Le bilan humain et matériel des violences de ces derniers jours est lourd. L’on déplore d’ores et déjà dans ce contexte de crise pré-électorale près de 67 morts et des centaines de blessés survenus pendant la répression sauvage du mouvement de « désobéissance civile » lancé par l’opposition pour bloquer le processus électoral biaisé et empêcher le président sortant, Alassane Ouattara, de briguer un 3ème mandat jugé anticonstitutionnel. Parmi ces victimes, plusieurs d’entre elles ont été exécutées à l’arme blanche par ces fameux « microbes ».
Ces « Tontons Macoutes », qui sévissent à Abidjan et à l’intérieur du pays, ne sont pas à leurs premiers forfaits. En août dernier, les manifestations de contestation organisées par l’opposition avaient été réprimées dans le sang. Et ces mêmes « microbes » avaient été utilisés pour commettre plusieurs meurtres à l’encontre des manifestants pacifiques sans que les forces de sécurité ne les en empêchent. Plusieurs vidéos amateurs postées sur les réseaux sociaux avaient apporté des éléments de preuves tangibles de complicité entre les forces de sécurité et « les Tontons Macoutes » ivoiriens.

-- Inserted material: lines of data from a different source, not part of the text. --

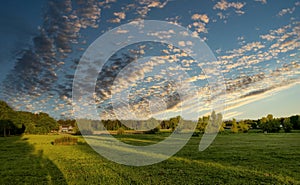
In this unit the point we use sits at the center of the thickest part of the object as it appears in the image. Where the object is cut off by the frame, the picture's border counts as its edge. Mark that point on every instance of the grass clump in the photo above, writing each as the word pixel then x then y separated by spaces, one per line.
pixel 66 140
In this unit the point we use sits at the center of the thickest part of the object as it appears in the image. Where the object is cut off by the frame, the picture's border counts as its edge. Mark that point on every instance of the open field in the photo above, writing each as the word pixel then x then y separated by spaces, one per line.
pixel 253 158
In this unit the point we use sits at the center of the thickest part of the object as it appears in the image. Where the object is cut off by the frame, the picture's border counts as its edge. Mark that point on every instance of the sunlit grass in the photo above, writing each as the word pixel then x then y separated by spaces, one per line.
pixel 253 158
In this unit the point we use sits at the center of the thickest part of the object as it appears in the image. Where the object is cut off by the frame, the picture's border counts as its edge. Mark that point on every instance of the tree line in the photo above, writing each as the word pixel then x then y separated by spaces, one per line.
pixel 18 122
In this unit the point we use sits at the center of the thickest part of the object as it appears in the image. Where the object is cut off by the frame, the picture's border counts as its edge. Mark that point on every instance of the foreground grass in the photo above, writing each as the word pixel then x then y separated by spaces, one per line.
pixel 254 158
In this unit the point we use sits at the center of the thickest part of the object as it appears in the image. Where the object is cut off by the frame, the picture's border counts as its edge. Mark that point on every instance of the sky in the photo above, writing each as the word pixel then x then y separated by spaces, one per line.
pixel 254 44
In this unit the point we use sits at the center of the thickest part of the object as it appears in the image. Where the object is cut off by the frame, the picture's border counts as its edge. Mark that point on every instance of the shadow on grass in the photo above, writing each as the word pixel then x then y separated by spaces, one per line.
pixel 21 164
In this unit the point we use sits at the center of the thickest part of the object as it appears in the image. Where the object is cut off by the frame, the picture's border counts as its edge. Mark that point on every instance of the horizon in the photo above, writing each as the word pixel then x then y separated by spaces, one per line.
pixel 255 43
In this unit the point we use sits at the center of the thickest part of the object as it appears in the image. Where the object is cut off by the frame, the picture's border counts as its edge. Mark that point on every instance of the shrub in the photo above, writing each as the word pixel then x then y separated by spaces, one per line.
pixel 153 131
pixel 66 140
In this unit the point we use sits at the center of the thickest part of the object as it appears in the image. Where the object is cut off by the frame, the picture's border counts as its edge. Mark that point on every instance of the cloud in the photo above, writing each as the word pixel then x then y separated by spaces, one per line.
pixel 224 5
pixel 262 1
pixel 202 17
pixel 286 11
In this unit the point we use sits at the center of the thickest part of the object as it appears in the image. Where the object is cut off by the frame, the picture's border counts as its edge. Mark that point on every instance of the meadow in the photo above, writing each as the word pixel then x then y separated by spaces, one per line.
pixel 243 158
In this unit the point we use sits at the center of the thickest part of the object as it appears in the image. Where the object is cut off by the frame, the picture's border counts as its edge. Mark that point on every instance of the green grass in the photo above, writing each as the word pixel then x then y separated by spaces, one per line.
pixel 251 158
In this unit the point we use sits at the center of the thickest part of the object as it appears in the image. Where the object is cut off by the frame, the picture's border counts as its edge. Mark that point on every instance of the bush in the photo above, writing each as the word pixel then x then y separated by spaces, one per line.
pixel 120 131
pixel 66 140
pixel 153 131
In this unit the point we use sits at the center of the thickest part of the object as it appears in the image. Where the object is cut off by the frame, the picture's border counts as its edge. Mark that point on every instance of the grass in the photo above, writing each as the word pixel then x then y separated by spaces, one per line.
pixel 251 158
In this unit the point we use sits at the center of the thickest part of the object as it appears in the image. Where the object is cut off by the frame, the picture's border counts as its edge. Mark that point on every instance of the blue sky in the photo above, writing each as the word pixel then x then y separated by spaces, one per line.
pixel 255 42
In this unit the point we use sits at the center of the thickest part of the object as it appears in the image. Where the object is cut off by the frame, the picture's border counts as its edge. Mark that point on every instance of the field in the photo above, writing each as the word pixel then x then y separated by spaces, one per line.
pixel 251 158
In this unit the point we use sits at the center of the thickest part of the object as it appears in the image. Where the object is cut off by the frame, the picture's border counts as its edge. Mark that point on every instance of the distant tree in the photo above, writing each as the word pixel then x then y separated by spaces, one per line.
pixel 286 125
pixel 295 121
pixel 202 123
pixel 215 123
pixel 242 126
pixel 270 124
pixel 6 113
pixel 234 127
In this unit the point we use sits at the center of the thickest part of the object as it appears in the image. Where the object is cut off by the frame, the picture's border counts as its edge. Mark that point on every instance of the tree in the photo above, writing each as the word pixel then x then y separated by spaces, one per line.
pixel 5 118
pixel 234 127
pixel 215 123
pixel 286 125
pixel 295 121
pixel 270 124
pixel 202 123
pixel 242 126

Plusieurs organisations de défense des droits de l’Homme dont Amnesty International, la Fédération Internationale pour les Droits Humains (FIDH), l’Organisation mondiale contre la torture (OMCT), qui surveillent les violations en Côte d’Ivoire comme du lait sur le feu, ont exigé que toute la lumière soit faite sur ces assassinats enfin que les responsabilités soient clairement établies. Mais quand l’on sait le nombre de crimes commis dans ce pays dont les enquêtes diligentées n’ont jamais rien révélé, il y a de quoi désespérer, voire sérieusement douter de la « bonne foi » des autorités ivoiriennes de mettre aux arrêts les auteurs et les commanditaires de ces crimes odieux.
Sans vouloir rechercher le sexe des anges, les observateurs avertis savent bien que ces « microbes » - ou du moins les « Tontons Macoutes » d’Abidjan - agissent impunément pour le compte du camp à qui profite ces crimes. Or dans le cas d’espèce, toutes les hypothèses convergent vers le régime Ouattara qui tire véritablement profit de ce climat délétère et de terreur qui règne sur toute la Côte d’Ivoire à quelques jours du scrutin présidentiel du samedi 31 octobre.